卢加尔皱眉,不顾之前鄂德的拒绝,一把握住他的手,两个人小心翼翼地往中心的驿站走
。和前面两座城市都不一样,只是走到门口,他们便能感觉到里头的热闹。
推门而入,印入眼帘的是一桌桌的客人,他们围在一起喝酒谈天,个个脸上都是微醺的红
,看起来十分快活。
卢加尔脚步一顿,手臂起了鸡皮疙瘩。方才的诡异被证实,这里的人们喝着酒,但动作只
有两种:坐着大笑,又或者仰头饮酒,仿佛只会重复这两个动作。卢加尔经过的时候仔细
听,他们并没有说出他能辨识的话,发出了含糊的声音,好像只是在营造热闹谈天的气氛

驿站的中间站着一个人,卢加尔瞪大了眼睛——恩基,又或者,恩利尔?他的脸和他们一
模一样,只是不如恩基的仁慈,也不如恩利尔的高傲激烈。这个人显得非常严肃,带着不
会让人反感的沉稳傲气,只会想屈起膝盖,垂下脑袋对他致意。
“欢迎你,朝圣者。”那个人的声音非常低沉,说得很缓慢。他说:“我的名字叫作安。

“你好,安。”卢加尔在不远处停下脚步,下意识地与他抱持距离。安严肃的脸上给他一
种严厉的感觉,他不自觉地皱眉。

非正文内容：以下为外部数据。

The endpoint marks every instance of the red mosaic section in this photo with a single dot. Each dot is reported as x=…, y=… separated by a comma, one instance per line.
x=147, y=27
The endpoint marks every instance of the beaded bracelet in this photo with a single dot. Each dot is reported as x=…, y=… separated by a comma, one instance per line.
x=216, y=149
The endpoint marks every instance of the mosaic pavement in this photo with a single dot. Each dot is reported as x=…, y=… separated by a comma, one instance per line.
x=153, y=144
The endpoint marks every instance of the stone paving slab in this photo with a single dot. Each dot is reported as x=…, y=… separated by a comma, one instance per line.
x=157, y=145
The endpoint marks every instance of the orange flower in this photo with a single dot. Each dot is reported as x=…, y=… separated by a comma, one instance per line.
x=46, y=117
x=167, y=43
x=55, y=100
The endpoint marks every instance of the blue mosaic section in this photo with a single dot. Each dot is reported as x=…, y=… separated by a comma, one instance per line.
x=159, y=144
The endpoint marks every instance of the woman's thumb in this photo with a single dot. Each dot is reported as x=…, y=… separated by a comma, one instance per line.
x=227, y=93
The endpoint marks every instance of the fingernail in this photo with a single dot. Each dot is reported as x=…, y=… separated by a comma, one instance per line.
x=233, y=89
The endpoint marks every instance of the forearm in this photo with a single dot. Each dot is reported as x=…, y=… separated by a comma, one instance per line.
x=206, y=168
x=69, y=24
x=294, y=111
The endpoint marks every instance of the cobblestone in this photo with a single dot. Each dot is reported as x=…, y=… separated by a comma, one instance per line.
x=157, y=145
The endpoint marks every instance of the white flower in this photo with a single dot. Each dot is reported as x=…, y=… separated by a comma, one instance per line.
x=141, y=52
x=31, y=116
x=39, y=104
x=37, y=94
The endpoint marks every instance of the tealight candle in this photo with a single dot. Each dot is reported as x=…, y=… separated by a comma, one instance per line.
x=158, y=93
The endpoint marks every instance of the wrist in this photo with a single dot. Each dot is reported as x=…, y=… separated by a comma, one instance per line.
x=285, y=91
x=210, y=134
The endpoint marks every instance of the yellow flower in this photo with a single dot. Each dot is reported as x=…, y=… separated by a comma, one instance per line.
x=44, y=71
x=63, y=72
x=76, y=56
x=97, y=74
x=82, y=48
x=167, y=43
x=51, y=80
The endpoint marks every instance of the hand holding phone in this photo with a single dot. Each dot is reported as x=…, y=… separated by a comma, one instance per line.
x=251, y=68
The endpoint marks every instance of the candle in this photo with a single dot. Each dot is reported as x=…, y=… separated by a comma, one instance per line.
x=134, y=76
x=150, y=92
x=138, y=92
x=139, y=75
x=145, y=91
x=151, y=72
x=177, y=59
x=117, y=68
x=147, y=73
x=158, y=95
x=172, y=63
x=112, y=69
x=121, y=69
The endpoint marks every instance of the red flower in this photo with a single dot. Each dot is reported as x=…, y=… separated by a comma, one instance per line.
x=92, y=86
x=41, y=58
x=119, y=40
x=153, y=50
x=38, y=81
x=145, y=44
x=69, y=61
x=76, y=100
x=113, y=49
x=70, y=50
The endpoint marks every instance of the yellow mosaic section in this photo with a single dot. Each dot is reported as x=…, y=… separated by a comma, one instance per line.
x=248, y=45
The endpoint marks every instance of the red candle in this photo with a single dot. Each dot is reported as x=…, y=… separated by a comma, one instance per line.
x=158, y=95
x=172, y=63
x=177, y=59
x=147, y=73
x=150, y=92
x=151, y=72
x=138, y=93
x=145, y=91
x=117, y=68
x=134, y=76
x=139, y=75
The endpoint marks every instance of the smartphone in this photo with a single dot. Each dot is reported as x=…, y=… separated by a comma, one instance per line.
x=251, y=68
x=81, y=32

“我的名字叫作卢加尔。”
安几不可是视地点了点头,转而看向鄂德。
“他叫……”
安打断卢加尔的代理,严肃地问:“你叫什么名字?”
鄂德抿了抿,安给人难以言喻的压力,卢加尔捏紧鄂德的手,没有看漏安瞬间射过来的视
线。
“……鄂德。”
“什么?”
鄂德就像是被训话的学生,挺起胸膛,放大了音量:“鄂德。”
安的脸色肉眼可见地暗下去,看起来十分不满意,严厉地看着他。卢加尔立刻挡在他们之
间,神情同样严肃。过了半晌,安收回了打量的视线,转而道:“欢迎你们。”
安穿着长袍,长袍绕过左肩固定在左边的腰侧。他有着一头灰色的长发,和之前的恩利尔
和恩基相似,长至脚踝。
“我知道你的目的,卢加尔。”安说,“朝圣是你唯一的本能,也是你唯一能做的事。”
安的口气让卢加尔并不是这么开心,他说:“可否借我们借宿……”
“如你所见,这里并没有可以让你歇脚的地方。”
“……”
“除此之外,这里的失踪层出不穷,并不是个适合旅人的地方。”卢加尔已经有了心理准
备,安果不其然提出了他的要求:“这里是个富足的城市,我们也曾非常骄傲于这里的安
宁。然而,近期失踪的人却越来越多,请问你可以帮我们找到原因吗?”
卢加尔觉得安的话非常矛盾。的确,这里与埃利都或尼普尔相比十分富饶,人生鼎沸便可
以证明。但安也说了,尽管这里曾经很安全,但最近人们却接二连三地失踪。
“安,你刚刚说……”
“请问你接受吗?”
“……”
安的语气根本称不上是请求,仿佛是下达御旨的国王。
“我接受。”卢加尔只能这么说。
安并没有松了一口气的样子,他只是点了点头,仿佛这是他的恩赐,卢加尔总会接受的。
“人们珍惜并自豪这里的生活,他们衣食无忧,但阴影却总在角落。”卢加尔原以为这是
一种提示,但安说得十分模糊,禅意十足,好像只是他观察的见解。他又继续道:“朝圣
者,如果你能找到黑暗,一定就能找到前进的路。”
卢加尔非常惊讶,乌鲁克是他们最后的城市,他问:“乌鲁克的神庙在哪?”
安的表情变也没有变,只是重复道:“朝圣者,如果你能找到黑暗,一定就能找到前进的
路。”
无论卢加尔怎么问,只要碰触到神庙的话题,安只会重复那句话。卢加尔明白了,如果不
能找到“黑暗”,他们就无法抵达神庙。
从安口里得不到更多的情报,卢加尔转身就想走。鄂德看着安,蓝色的眼珠子让安无法忽
视。鄂德问:“请问是怎么样的人失踪了呢?”
安瞇起眼睛,过了好半晌才说:“这不能问我。”
卢加尔想了一下,看见了驿站满满的客人,随即知道他们的情报来源是这里的人。尽管人
生鼎沸,这里的人都只是张著嘴巴,发出无意义的单字,偶尔动作的手脚也十分僵硬,彷
彿只是背景。
卢加尔走向其中一个男人,他看起来和乌鲁克人有些不同,手臂的肌肤也被布料遮蔽。他
正与另一个乌鲁克人说话,但从他进门到现在,他都维持着笑瞇瞇的表情,一点都没有变
过。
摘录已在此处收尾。